Redescobrindo o DNA 3 – As regras de Chargaff

Como mencionei em textos anteriores, foram vários os cientistas que seguiram os passos de Friderich Miescher! Você não lembra quem é Miescher e ainda acha que Watson e Crick descobriram o DNA?

Acesse no final desse post os primeiros textos da série “Redescobrindo o DNA” e conheça a verdadeira história sobre as pesquisas com essa importante molécula!

Nas décadas seguintes à descoberta da nucleína de Miescher vários cientistas concentraram esforços em uma série de pesquisas que revelaram detalhes sobre a molécula de DNA. Alguns dos importantes resultados foram a determinação de seus componentes primários (os nucleotídeos)  e o modo como essas unidades juntavam-se entre si na formação da molécula. Sem as contribuições de todos esses pioneiros, Watson e Crick não teriam as fundações científicas que possibilitaram a eles elaborar os modelos teóricos sobre a estrutura tridimensional do DNA e talvez nunca alcançassem seus objetivos.

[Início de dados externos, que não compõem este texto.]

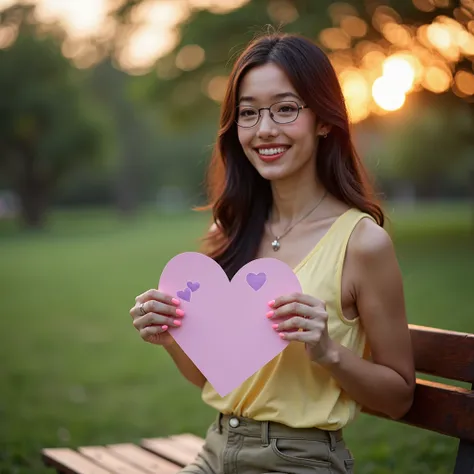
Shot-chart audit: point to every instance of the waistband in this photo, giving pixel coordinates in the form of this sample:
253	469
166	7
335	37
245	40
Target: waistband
267	430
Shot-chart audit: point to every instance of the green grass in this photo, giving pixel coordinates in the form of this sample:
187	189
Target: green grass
75	372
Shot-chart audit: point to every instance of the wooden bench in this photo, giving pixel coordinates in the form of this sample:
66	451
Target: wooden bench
438	407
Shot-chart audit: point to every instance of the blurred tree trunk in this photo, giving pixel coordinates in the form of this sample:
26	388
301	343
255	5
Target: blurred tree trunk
33	188
112	87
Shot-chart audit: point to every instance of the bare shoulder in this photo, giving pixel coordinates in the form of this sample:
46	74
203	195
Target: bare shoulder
370	243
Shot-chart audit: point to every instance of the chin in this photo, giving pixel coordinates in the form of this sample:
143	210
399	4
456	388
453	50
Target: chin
274	174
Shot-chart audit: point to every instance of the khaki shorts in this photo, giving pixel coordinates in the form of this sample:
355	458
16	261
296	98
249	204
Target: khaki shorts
236	445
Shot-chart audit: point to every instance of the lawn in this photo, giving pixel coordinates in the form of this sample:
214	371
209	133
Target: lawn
74	370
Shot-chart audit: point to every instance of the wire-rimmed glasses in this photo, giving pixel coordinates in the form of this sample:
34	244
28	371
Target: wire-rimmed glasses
281	112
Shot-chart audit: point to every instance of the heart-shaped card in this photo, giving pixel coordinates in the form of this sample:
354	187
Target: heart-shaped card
225	331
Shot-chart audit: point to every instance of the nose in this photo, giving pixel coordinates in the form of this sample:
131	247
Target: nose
266	126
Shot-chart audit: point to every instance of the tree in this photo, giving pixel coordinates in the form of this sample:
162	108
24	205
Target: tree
48	125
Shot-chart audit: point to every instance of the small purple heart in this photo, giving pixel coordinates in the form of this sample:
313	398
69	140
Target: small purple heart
193	286
185	294
256	281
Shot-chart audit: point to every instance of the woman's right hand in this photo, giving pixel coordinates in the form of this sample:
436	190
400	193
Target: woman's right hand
153	314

Erwin Chargaff (1905-2002) em foto de galã.

O personagem de hoje foi um dos pesquisadores que expandiram o trabalho de Levene (apresentado na 1ª parte da série “Redescobrindo o DNA”) ao descobrir mais detalhes sobre a estrutura do DNA, abrindo caminho para Watson e Crick. Ele é Erwin Chargaff, um bioquímico austríaco que teve a seu favor ter sido um dos primeiros a perceber a importância do trabalho publicado pelo grupo de pesquisas de Oswald Avery em 1944 (discutido na 2ª parte da série “Redescobrindo o DNA”).

Ao ler o trabalho em que Avery e seus colaboradores demontraram que as unidades hereditárias (os genes) eram compostos de DNA, ficou profundamente interessado no assunto. Esse trabalho teve um impacto tão profundo em Chargaff  que o inspirou a lançar um programa de pesquisas focado exclusivamente na química de ácidos nucléicos. Ele escreveu sobre o trabalho de Avery:

“Essa descoberta, quase abruptamente, apareceu para pressagiar a química da hereditariedade e, além disso, fez provável o caráter de ácido nucléico do gene… Avery nos deu o primeiro texto de uma nova linguagem ou pelo menos nos mostrou onde procurá-la. Eu resolvi buscar esse texto.”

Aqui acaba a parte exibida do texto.